Par un mémoire en défense, enregistré le 15 décembre 2021, M. G... D..., agissant pour son compte et pour celui de son fils mineur E... D..., M. B... D..., M. I... A... et Mme H... F..., épouse A..., représentés par Me Héritier, concluent au rejet de la requête et à la condamnation du centre hospitalier Jura Sud de Lons-le-Saunier aux dépens et à la mise à sa charge d'une somme globale de 2 000 euros à leur verser en application des dispositions de l'article L. 761-1 du code de justice administrative.

Ils soutiennent que :

- les stipulations de la convention de mise à disposition des agents du centre hospitalier spécialisé Saint-Ylie Jura de Dôle ne leur sont pas opposables et sont donc sans incidence sur les conditions d'engagement de la responsabilité du centre hospitalier de Jura Sud de Lons-le-Saunier ;

- il appartient au centre hospitalier Jura Sud de Lons-le-Saunier, s'il s'y croit fondé, d'appeler en la cause le centre hospitalier spécialisé Saint-Ylie Jura de Dôle ;

- le centre hospitalier Jura Sud de Lons-le-Saunier a commis une faute en ne faisant pas le nécessaire pour mettre en place une procédure d'hospitalisation sous contrainte de Mme D... ;

- cette mauvaise organisation du service est constitutive d'une faute, qui engage la responsabilité de cet établissement ;

- il y a lieu de confirmer le jugement de première instance en tant qu'il a condamné le centre hospitalier de Jura Sud de Lons-le-Saunier à verser à M. G... D..., agissant pour son compte et pour celui de son fils mineur E... D..., les sommes respectives de 118 224,09 euros et de 82 640,03 euros, à M. B... D... la somme de 61 545,15 euros et à M. et Mme A... la somme de 7 000 euros chacun.

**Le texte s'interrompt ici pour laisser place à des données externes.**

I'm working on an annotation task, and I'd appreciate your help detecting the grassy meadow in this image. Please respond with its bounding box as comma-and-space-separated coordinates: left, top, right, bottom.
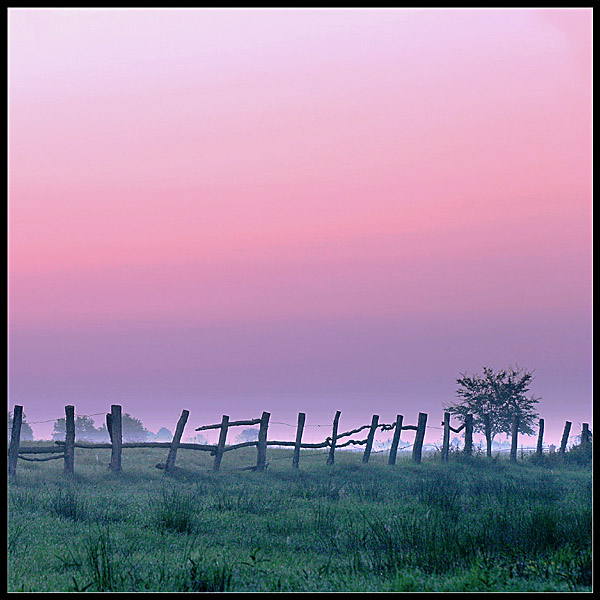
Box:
8, 442, 592, 592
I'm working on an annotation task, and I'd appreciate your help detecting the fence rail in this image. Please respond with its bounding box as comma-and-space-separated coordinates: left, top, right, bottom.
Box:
8, 404, 592, 476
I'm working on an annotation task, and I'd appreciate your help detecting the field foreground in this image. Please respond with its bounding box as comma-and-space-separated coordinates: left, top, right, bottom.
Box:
8, 443, 592, 592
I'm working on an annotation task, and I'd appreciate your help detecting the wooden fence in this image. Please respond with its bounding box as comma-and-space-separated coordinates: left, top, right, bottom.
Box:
8, 404, 592, 476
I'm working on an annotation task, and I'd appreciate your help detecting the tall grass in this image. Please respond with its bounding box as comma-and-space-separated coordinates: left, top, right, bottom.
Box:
9, 442, 592, 592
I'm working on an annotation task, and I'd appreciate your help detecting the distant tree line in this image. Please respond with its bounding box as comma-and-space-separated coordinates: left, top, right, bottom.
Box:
52, 413, 173, 442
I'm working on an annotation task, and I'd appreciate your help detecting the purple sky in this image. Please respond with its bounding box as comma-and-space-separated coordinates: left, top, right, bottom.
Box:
9, 9, 592, 442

Par un mémoire, enregistré le 20 mars 2024, la caisse primaire d'assurance maladie de la Haute-Saône, représentée par Me Fort, conclut à la condamnation du centre hospitalier Jura Sud de Lons-le-Saunier à lui verser les sommes de 3 400 euros au titre de ses débours, avec intérêts au taux légal à compter de sa première demande, et de 1 133,33 euros au titre de l'indemnité forfaitaire de gestion et à la mise à sa charge d'une somme de 1 000 euros en application des dispositions de l'article L. 761-1 du code de justice administrative.

Elle soutient que sa créance est constituée par le capital décès d'un montant de 3 400 euros versé au conjoint de Mme D....

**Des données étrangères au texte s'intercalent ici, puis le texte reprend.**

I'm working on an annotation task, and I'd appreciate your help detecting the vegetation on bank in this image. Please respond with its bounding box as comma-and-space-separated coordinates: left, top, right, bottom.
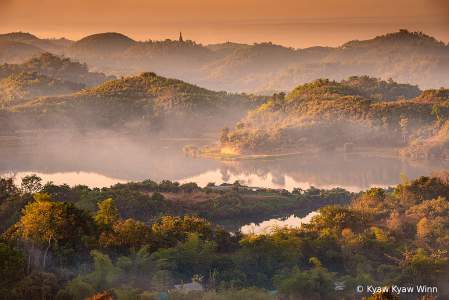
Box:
0, 172, 449, 299
210, 76, 449, 157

La requête a été régulièrement communiquée au centre hospitalier Saint-Ylie Jura de Dôle, qui n'a pas présenté de mémoire dans la présente instance.

Par un courrier du 25 mars 2024, les parties ont été informées, conformément aux dispositions de l'article R. 611-7 du code de justice administrative, que la cour était susceptible de relever d'office le moyen tiré de ce que, en ne mettant pas en cause la caisse primaire d'assurance maladie de la Haute-Saône, le tribunal administratif de Besançon a entaché son jugement d'irrégularité.

Des observations en réponse au courrier du 25 mars 2024, présentées pour les consorts D... et les époux A..., par Me Héritier, ont été reçues le 27 mars 2024 et communiquées le même jour.

Vu les autres pièces du dossier.

Vu :

- le code de la santé publique ;

- le code de la sécurité sociale ;

- l'arrêté du 18 décembre 2023 relatif aux montants minimal et maximal de l'indemnité forfaitaire de gestion prévue aux articles L. 376-1 et L. 454-1 du code de la sécurité sociale pour l'année 2024 ;

- le code de justice administrative.

Les parties ont été régulièrement averties du jour de l'audience.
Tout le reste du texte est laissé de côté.